Xavier got to his feet, wincing. “I broke my leg,” he muttered.
“You might have,” Rowan said. She stood, dusting her hands on her pants. “I don’t have much control over that spellslip, so from what I understand, it sort of heals everything that gets in its way. If you had a broken leg, then it would’ve gotten in its way.”
Xavier whistled. “Well, is that an impressive use of magic. Never seen a mage do that.”
Rowan flushed, apparently pleased by the compliment.
Xavier turned to Laric. “So she wanted you to understand the glyphs? But was she teaching you how to read the glyphs?”
“Well, no,” Laric said.
“Maybe it wasn’t for you.”
That hit Laric like a slap. Rowan looked over, and she seemed to recognize how much that comment hurt him.
“She wanted you to know what she knew,” Rowan said, her voice soft. “She was working with you. She was training you. She just didn’t have an opportunity to show you enough. Maybe these eggs were her way of storing knowledge so that she could one day leave it for you.”
Laric just nodded. Maybe that was all it was.
Or perhaps there was something else.
“Did she tell you anything?” he asked Xavier.
“We talked more business,” Xavier said. “Well, that’s not entirely true. We talked about some of the different spellslips she was teaching. And I suppose we talked about our past. She told me that things were difficult before she came out to the farm. She liked her life out there. She said it was nice. Peaceful, even.” He shrugged. “Not sure about that, though. Especially not sure about the peaceful part. She was running to Korthal too often for it to be peaceful, at least in my mind. I think it was just relatively peaceful.”
“Maybe she was involved in the war,” Rowan said.
Xavier had started walking away, wobbling as he went, which forced Rowan to catch up to him.
“Why don’t you sit down?” she said.
“Need to get the horses,” Xavier said. “Doubt they will respond well to you. So we can keep talking about it, but I’m going to get the horses.”
She looked as if she wanted to yell at him, but instead she just shook her head. “Let me help, then.”
She kept her arm around his waist, and though he staggered a little bit, she managed to keep him steadier. Laric hurried after them and slipped his arm around Xavier’s waist too, balancing him in between the two of them.
“So,” Laric said, “if my grandmother was still involved in the war, then maybe there was some reason she was trapping that knowledge here. Maybe she needed to do it so that she could protect it because of the war.”
Xavier nodded slowly. “Maybe.

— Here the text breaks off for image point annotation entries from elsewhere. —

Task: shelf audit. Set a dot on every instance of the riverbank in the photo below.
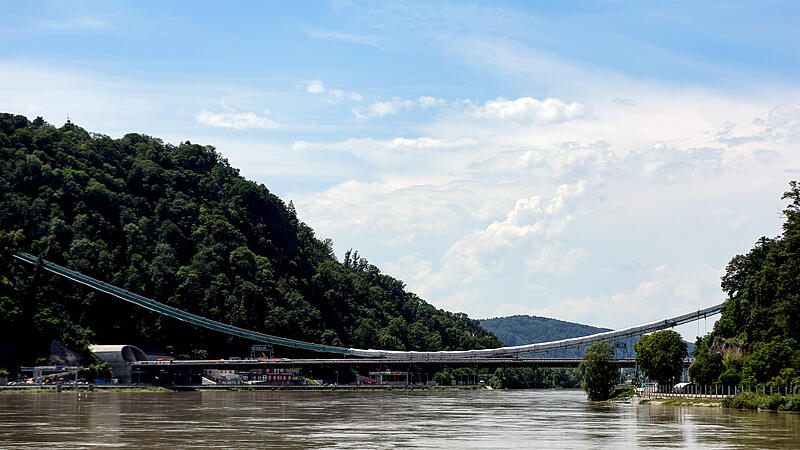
(681, 401)
(230, 388)
(742, 400)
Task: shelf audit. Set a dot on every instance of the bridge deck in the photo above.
(245, 364)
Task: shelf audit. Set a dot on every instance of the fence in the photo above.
(713, 391)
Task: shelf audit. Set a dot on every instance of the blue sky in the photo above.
(592, 161)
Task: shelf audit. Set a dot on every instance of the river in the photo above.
(358, 419)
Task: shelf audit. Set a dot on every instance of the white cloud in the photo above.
(395, 105)
(668, 292)
(315, 87)
(528, 109)
(237, 121)
(427, 101)
(363, 145)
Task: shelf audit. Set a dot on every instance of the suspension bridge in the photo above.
(506, 354)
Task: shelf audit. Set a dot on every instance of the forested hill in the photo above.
(521, 329)
(757, 338)
(178, 224)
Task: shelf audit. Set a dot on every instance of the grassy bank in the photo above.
(774, 402)
(681, 401)
(622, 394)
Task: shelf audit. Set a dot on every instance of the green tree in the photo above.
(660, 355)
(598, 371)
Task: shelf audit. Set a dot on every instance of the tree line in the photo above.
(178, 224)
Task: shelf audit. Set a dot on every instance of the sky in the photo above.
(591, 161)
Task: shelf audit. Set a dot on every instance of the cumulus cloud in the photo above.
(236, 120)
(400, 143)
(395, 105)
(529, 109)
(532, 222)
(668, 291)
(315, 87)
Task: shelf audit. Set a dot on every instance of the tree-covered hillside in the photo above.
(757, 338)
(522, 329)
(178, 224)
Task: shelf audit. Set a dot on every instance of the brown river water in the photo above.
(381, 419)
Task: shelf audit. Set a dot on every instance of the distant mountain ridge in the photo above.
(524, 329)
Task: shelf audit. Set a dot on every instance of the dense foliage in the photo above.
(660, 355)
(178, 224)
(598, 372)
(523, 329)
(756, 339)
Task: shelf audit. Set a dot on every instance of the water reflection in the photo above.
(466, 419)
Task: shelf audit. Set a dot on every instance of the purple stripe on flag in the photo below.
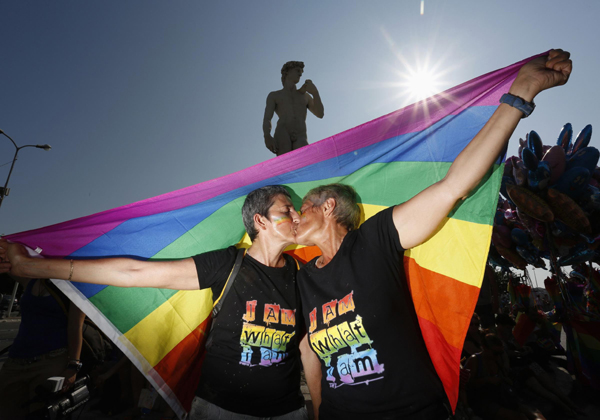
(411, 119)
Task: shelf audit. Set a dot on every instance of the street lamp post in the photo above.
(4, 192)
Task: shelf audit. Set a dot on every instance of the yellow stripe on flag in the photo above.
(173, 321)
(458, 250)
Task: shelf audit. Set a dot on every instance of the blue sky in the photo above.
(139, 98)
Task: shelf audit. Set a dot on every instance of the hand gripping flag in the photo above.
(387, 160)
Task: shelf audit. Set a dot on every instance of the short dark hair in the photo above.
(289, 66)
(260, 201)
(347, 212)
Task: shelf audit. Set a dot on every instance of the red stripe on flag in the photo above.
(446, 302)
(444, 308)
(180, 368)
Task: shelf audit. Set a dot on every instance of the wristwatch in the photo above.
(519, 103)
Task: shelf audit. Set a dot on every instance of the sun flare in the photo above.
(422, 84)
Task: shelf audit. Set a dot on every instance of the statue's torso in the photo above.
(290, 107)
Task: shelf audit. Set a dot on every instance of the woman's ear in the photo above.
(260, 222)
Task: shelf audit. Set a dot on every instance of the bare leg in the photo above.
(283, 142)
(299, 141)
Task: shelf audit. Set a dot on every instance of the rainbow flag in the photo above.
(387, 160)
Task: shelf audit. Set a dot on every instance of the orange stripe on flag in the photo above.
(442, 300)
(182, 365)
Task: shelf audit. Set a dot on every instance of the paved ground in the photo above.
(588, 401)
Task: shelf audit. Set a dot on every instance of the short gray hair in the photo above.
(260, 201)
(289, 66)
(346, 212)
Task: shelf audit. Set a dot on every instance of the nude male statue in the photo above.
(290, 104)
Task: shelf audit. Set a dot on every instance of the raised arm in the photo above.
(122, 272)
(269, 111)
(420, 216)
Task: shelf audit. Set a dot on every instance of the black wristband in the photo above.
(519, 103)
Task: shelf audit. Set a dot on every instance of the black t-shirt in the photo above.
(363, 327)
(253, 364)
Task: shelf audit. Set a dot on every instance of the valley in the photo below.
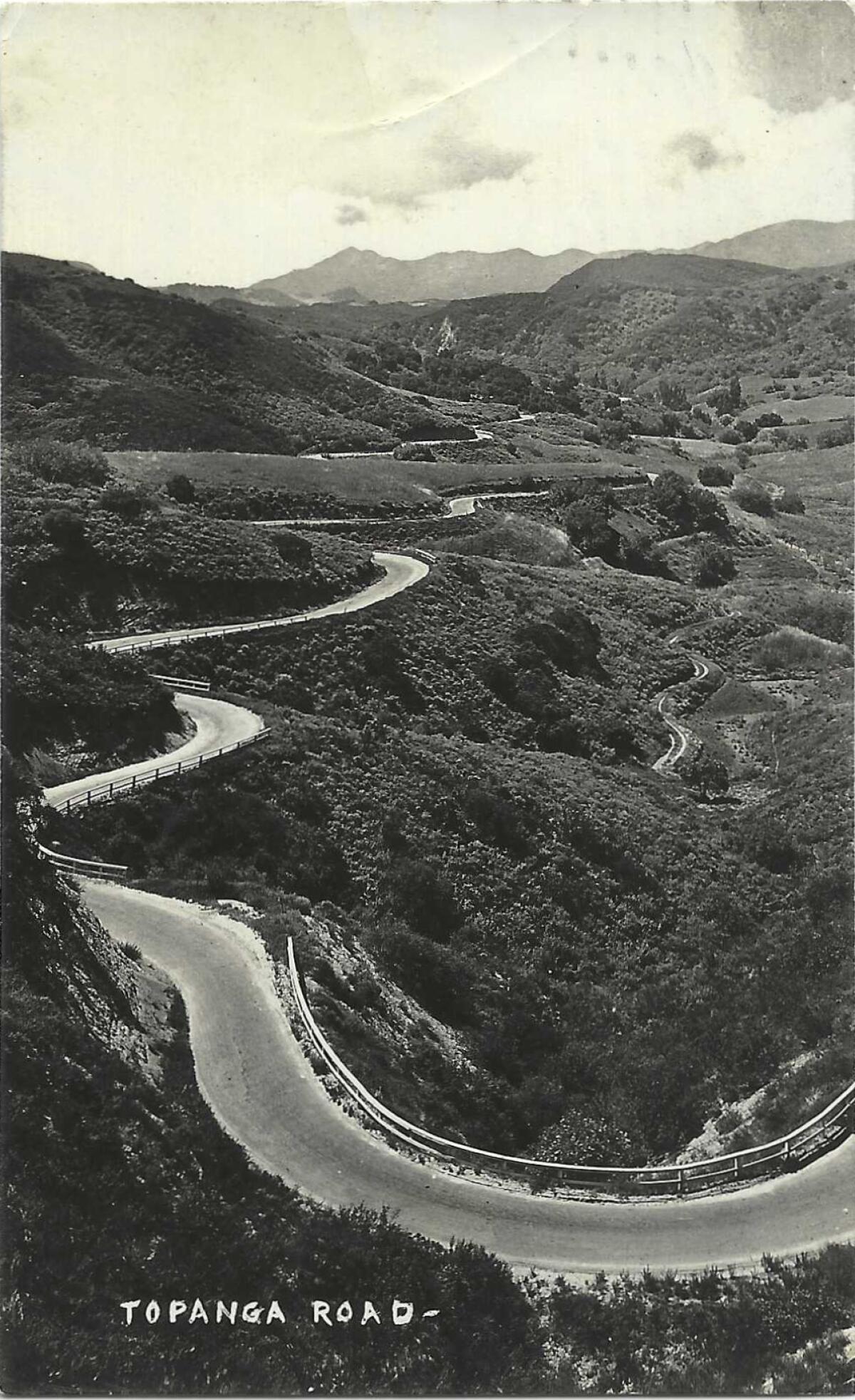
(550, 650)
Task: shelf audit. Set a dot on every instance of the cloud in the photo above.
(350, 215)
(462, 163)
(398, 174)
(798, 56)
(700, 153)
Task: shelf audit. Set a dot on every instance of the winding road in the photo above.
(457, 505)
(265, 1093)
(679, 734)
(261, 1087)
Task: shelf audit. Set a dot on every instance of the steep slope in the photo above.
(799, 242)
(668, 272)
(119, 364)
(646, 315)
(438, 277)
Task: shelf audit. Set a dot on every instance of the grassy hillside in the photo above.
(637, 318)
(467, 778)
(116, 1176)
(90, 356)
(107, 1140)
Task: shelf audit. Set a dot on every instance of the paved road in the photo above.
(399, 572)
(680, 736)
(255, 1077)
(216, 726)
(457, 505)
(258, 1083)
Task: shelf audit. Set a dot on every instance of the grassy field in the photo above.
(823, 473)
(348, 479)
(819, 408)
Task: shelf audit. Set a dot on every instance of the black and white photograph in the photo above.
(428, 443)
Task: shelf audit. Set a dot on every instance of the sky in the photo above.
(226, 143)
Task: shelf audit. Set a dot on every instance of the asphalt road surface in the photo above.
(262, 1089)
(399, 572)
(216, 724)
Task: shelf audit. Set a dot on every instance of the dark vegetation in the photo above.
(88, 356)
(171, 1186)
(636, 319)
(660, 969)
(91, 556)
(458, 784)
(95, 1148)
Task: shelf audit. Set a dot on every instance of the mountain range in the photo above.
(358, 274)
(122, 366)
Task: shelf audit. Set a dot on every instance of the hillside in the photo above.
(438, 277)
(799, 242)
(87, 356)
(666, 272)
(357, 274)
(647, 315)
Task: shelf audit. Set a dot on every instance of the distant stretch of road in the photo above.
(680, 736)
(265, 1093)
(457, 505)
(256, 1080)
(399, 572)
(216, 724)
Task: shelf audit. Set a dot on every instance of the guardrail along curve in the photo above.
(784, 1154)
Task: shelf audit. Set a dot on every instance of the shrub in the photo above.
(181, 489)
(791, 503)
(78, 464)
(752, 496)
(714, 565)
(413, 453)
(123, 502)
(714, 473)
(65, 528)
(837, 436)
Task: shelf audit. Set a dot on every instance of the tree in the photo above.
(291, 547)
(181, 489)
(752, 496)
(672, 395)
(705, 775)
(714, 473)
(714, 565)
(123, 502)
(78, 464)
(791, 503)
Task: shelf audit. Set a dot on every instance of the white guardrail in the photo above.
(78, 865)
(104, 791)
(784, 1154)
(195, 688)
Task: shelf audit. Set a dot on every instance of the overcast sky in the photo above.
(223, 143)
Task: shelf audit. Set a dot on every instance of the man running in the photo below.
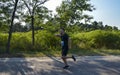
(65, 47)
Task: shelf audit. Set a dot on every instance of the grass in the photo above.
(79, 52)
(95, 52)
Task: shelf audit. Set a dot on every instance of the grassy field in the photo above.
(56, 53)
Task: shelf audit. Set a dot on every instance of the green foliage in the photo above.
(97, 39)
(46, 41)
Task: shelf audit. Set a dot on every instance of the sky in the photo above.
(107, 11)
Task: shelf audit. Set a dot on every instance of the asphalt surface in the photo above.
(85, 65)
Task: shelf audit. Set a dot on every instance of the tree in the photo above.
(32, 6)
(72, 11)
(10, 31)
(6, 8)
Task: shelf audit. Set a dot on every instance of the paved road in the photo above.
(86, 65)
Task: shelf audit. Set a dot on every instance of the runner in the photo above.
(65, 41)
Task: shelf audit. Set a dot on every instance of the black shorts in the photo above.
(64, 51)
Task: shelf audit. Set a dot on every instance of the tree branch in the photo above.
(27, 7)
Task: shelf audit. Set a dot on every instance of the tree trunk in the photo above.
(32, 23)
(11, 26)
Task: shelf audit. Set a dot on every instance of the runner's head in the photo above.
(62, 31)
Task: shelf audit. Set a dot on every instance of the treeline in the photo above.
(45, 40)
(70, 15)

Could be.” He stumbled, and Laric and Rowan both had to catch him under his arms, causing him to grunt. “Well, don’t know how much use I’m going to be if the mages come back.”
“They aren’t coming back,” Laric said.
Xavier arched a brow. “No? There were three here. Three. All the way out here. And I realize that they traveled by dragon, but how many more do you think they were able to suppress?”
Laric didn’t have a good answer to that. He wasn’t sure that there was a good answer to that really.
“I don’t know. We will deal with it, though.”
“Right,” Xavier said. “We.”
“We can get you back to town, and you can just relax.”
“I’m not leaving you both to deal with all of this on your own.”
Rowan looked over at Xavier, then locked eyes with Laric for just a moment. Laric understood. Xavier was far too weak to be able to do much.
“How about we get back to the city,” Laric said, “and then we can see if there are any other places like this. Once the dragon is done chasing whatever he’s chasing, then we can see if there is anything that the dragon can show us about other places of potential.”
Rowan frowned deeply. “Are you sure?”
“Not particularly, but at this point, I think we need to. It’s likely that there is something else, and if that’s the case, then maybe there are other eggs, or other places where my grandmother stashed things.”
If that was true, then maybe he could get more answers.
That was the thought that lingered within him, and it was hard for him to consider any alternative. Hard for him to know what to do about his grandmother, and what to do about how little he knew about her. The only thing that Laric thought he could do was to keep chasing those answers, to try to find some way to learn more about her and what she had done before coming to the town out on the outskirts of nothingness.
As they gathered the horses together, he had those thoughts working through him, those thoughts and no others.
They helped Xavier into the saddle and had to configure a way of binding him in place.
“I thought my healing would’ve been able to help him more than that,” Rowan said to Laric.
“You probably did. He was probably much worse off than we realized. Talia made it seem like healing with that magic can be dangerous, and a little bit tenuous, even. Maybe it drains some part of him through the healing process.”
Xavier’s head sagged down on the horse’s neck.
“I’ll hold his reins,” Rowan said. “Better me than you. I don’t want you to yank them too hard and send him toppling off. I don’t know that I could help him again.”